2. Services: Evaluate the services you offer. Are they worth it? What is your ROI? Are you happy with your services? Are there services that you offer that you are not using? Are there services for you to unload?

3. Patient Categories (Insurance and Cash): Have a balance in your practice. Know how many cash patients, how many insurance patients you have. You need a balance. How much insurance do you want to have? Most experts say 25-50% should be insurance coverage. You do not have to be all or nothing. You can mix cash and insurance, but you choose. Personal injury (maybe 10-15%). Worker’s comp should be smaller stats. Worker’s comp depends on the state. It may be wise, to have worker’s comp be a cash based service and state to the patients that they may not get it back. Let them know, “Don’t make your decision to come here based on money, make it based on whether you want to get better. “

a. Medicare: You will see patients with Medicare coverage. You can either participate or not-participate. The last thing you want is a high volume of Medicare patients, because you are at the mercy of the federal government.

A small percentage of your patients will make up a majority of practice. Communicate to them the message that you provide a service that adds to the quality of their life.

Things to Consider

Going Cash: More practices are starting to go cash (mostly out of necessity)

8/7/09

*** Review of Material Covered this trimester from this date to the end of the trimester***

*** Dr. Tim Maggs – Bringing Chiropractic to Mainstream***

He says there should be standardized procedures that chiropractors should employ across the board as a profession.

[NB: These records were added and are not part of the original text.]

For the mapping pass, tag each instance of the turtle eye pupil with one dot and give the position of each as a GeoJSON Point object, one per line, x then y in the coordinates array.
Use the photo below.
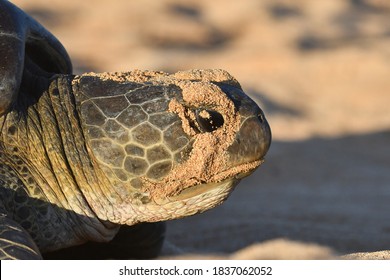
{"type": "Point", "coordinates": [208, 120]}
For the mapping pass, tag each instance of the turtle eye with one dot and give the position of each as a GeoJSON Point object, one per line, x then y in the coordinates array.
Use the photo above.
{"type": "Point", "coordinates": [208, 120]}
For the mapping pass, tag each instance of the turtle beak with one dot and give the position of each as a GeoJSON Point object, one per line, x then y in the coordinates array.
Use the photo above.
{"type": "Point", "coordinates": [253, 139]}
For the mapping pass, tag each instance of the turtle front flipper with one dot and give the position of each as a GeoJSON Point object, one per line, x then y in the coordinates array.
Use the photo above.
{"type": "Point", "coordinates": [20, 37]}
{"type": "Point", "coordinates": [15, 242]}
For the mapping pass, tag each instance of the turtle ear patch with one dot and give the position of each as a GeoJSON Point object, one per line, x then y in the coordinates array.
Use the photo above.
{"type": "Point", "coordinates": [208, 120]}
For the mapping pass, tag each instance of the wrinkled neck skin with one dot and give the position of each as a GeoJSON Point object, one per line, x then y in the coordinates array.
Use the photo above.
{"type": "Point", "coordinates": [46, 138]}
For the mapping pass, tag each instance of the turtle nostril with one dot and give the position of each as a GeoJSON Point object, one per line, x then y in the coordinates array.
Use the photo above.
{"type": "Point", "coordinates": [260, 117]}
{"type": "Point", "coordinates": [208, 120]}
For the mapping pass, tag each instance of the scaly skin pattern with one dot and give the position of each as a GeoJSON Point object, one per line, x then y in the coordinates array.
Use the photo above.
{"type": "Point", "coordinates": [82, 155]}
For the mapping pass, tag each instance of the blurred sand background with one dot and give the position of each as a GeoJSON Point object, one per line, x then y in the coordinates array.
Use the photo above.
{"type": "Point", "coordinates": [321, 72]}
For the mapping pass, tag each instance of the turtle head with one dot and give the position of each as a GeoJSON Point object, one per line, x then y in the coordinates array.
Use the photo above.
{"type": "Point", "coordinates": [170, 145]}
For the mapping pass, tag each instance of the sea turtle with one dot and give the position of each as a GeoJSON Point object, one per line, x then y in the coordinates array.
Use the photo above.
{"type": "Point", "coordinates": [105, 157]}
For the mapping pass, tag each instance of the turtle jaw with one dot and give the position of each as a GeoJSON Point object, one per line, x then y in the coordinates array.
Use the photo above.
{"type": "Point", "coordinates": [200, 190]}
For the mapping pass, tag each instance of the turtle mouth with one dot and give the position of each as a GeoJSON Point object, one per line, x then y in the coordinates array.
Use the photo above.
{"type": "Point", "coordinates": [218, 186]}
{"type": "Point", "coordinates": [226, 185]}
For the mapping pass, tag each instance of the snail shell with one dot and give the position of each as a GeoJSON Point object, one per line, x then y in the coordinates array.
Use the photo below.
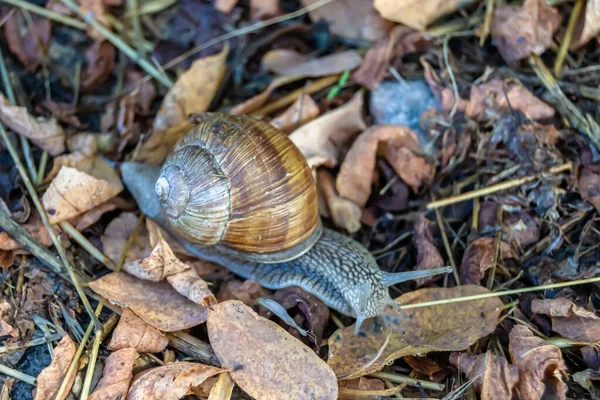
{"type": "Point", "coordinates": [241, 185]}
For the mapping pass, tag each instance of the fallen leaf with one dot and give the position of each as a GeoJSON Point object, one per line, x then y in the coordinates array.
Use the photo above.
{"type": "Point", "coordinates": [343, 212]}
{"type": "Point", "coordinates": [401, 40]}
{"type": "Point", "coordinates": [116, 376]}
{"type": "Point", "coordinates": [569, 320]}
{"type": "Point", "coordinates": [589, 186]}
{"type": "Point", "coordinates": [303, 110]}
{"type": "Point", "coordinates": [518, 31]}
{"type": "Point", "coordinates": [242, 340]}
{"type": "Point", "coordinates": [101, 63]}
{"type": "Point", "coordinates": [116, 235]}
{"type": "Point", "coordinates": [399, 145]}
{"type": "Point", "coordinates": [286, 62]}
{"type": "Point", "coordinates": [428, 256]}
{"type": "Point", "coordinates": [588, 25]}
{"type": "Point", "coordinates": [494, 378]}
{"type": "Point", "coordinates": [539, 365]}
{"type": "Point", "coordinates": [29, 42]}
{"type": "Point", "coordinates": [171, 381]}
{"type": "Point", "coordinates": [47, 134]}
{"type": "Point", "coordinates": [73, 192]}
{"type": "Point", "coordinates": [479, 257]}
{"type": "Point", "coordinates": [133, 332]}
{"type": "Point", "coordinates": [506, 95]}
{"type": "Point", "coordinates": [351, 19]}
{"type": "Point", "coordinates": [400, 333]}
{"type": "Point", "coordinates": [192, 93]}
{"type": "Point", "coordinates": [418, 14]}
{"type": "Point", "coordinates": [321, 140]}
{"type": "Point", "coordinates": [51, 377]}
{"type": "Point", "coordinates": [157, 303]}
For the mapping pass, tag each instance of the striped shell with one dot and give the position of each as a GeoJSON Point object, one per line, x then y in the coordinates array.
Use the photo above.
{"type": "Point", "coordinates": [242, 185]}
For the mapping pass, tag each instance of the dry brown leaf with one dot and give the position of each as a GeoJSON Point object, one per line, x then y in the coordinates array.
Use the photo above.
{"type": "Point", "coordinates": [569, 320]}
{"type": "Point", "coordinates": [539, 366]}
{"type": "Point", "coordinates": [479, 257]}
{"type": "Point", "coordinates": [157, 303]}
{"type": "Point", "coordinates": [73, 192]}
{"type": "Point", "coordinates": [411, 331]}
{"type": "Point", "coordinates": [588, 25]}
{"type": "Point", "coordinates": [116, 234]}
{"type": "Point", "coordinates": [243, 340]}
{"type": "Point", "coordinates": [256, 102]}
{"type": "Point", "coordinates": [428, 256]}
{"type": "Point", "coordinates": [46, 134]}
{"type": "Point", "coordinates": [322, 139]}
{"type": "Point", "coordinates": [352, 19]}
{"type": "Point", "coordinates": [417, 14]}
{"type": "Point", "coordinates": [51, 377]}
{"type": "Point", "coordinates": [170, 381]}
{"type": "Point", "coordinates": [192, 93]}
{"type": "Point", "coordinates": [494, 378]}
{"type": "Point", "coordinates": [399, 145]}
{"type": "Point", "coordinates": [133, 332]}
{"type": "Point", "coordinates": [286, 62]}
{"type": "Point", "coordinates": [518, 31]}
{"type": "Point", "coordinates": [29, 42]}
{"type": "Point", "coordinates": [302, 111]}
{"type": "Point", "coordinates": [116, 376]}
{"type": "Point", "coordinates": [506, 95]}
{"type": "Point", "coordinates": [343, 212]}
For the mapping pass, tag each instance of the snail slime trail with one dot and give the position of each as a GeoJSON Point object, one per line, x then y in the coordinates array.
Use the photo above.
{"type": "Point", "coordinates": [267, 228]}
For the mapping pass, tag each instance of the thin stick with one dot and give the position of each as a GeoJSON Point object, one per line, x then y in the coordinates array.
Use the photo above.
{"type": "Point", "coordinates": [498, 294]}
{"type": "Point", "coordinates": [90, 248]}
{"type": "Point", "coordinates": [494, 188]}
{"type": "Point", "coordinates": [117, 42]}
{"type": "Point", "coordinates": [38, 205]}
{"type": "Point", "coordinates": [566, 42]}
{"type": "Point", "coordinates": [405, 379]}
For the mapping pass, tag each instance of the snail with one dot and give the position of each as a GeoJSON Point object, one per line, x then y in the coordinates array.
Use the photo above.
{"type": "Point", "coordinates": [237, 192]}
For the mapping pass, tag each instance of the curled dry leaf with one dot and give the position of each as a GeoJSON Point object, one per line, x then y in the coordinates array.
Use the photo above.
{"type": "Point", "coordinates": [480, 256]}
{"type": "Point", "coordinates": [133, 332]}
{"type": "Point", "coordinates": [157, 303]}
{"type": "Point", "coordinates": [494, 378]}
{"type": "Point", "coordinates": [417, 14]}
{"type": "Point", "coordinates": [51, 377]}
{"type": "Point", "coordinates": [192, 93]}
{"type": "Point", "coordinates": [29, 42]}
{"type": "Point", "coordinates": [73, 192]}
{"type": "Point", "coordinates": [419, 330]}
{"type": "Point", "coordinates": [518, 31]}
{"type": "Point", "coordinates": [352, 19]}
{"type": "Point", "coordinates": [290, 63]}
{"type": "Point", "coordinates": [116, 376]}
{"type": "Point", "coordinates": [171, 381]}
{"type": "Point", "coordinates": [322, 139]}
{"type": "Point", "coordinates": [428, 256]}
{"type": "Point", "coordinates": [569, 320]}
{"type": "Point", "coordinates": [302, 111]}
{"type": "Point", "coordinates": [539, 365]}
{"type": "Point", "coordinates": [506, 95]}
{"type": "Point", "coordinates": [46, 134]}
{"type": "Point", "coordinates": [399, 144]}
{"type": "Point", "coordinates": [242, 340]}
{"type": "Point", "coordinates": [343, 212]}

1. Decide on a universal message (Structural Based).

2. Decide on a logical, universal in office procedure. Get away from symptom based, medical model. Structural evaluations are recommended.

3. Train all chiropractors to become better ambassadors to get the message out through public speaking and writing.

4. Pool our resources to create 1 group to market and advertise the message.

5. Continue research studies that are practical and applicable to the public.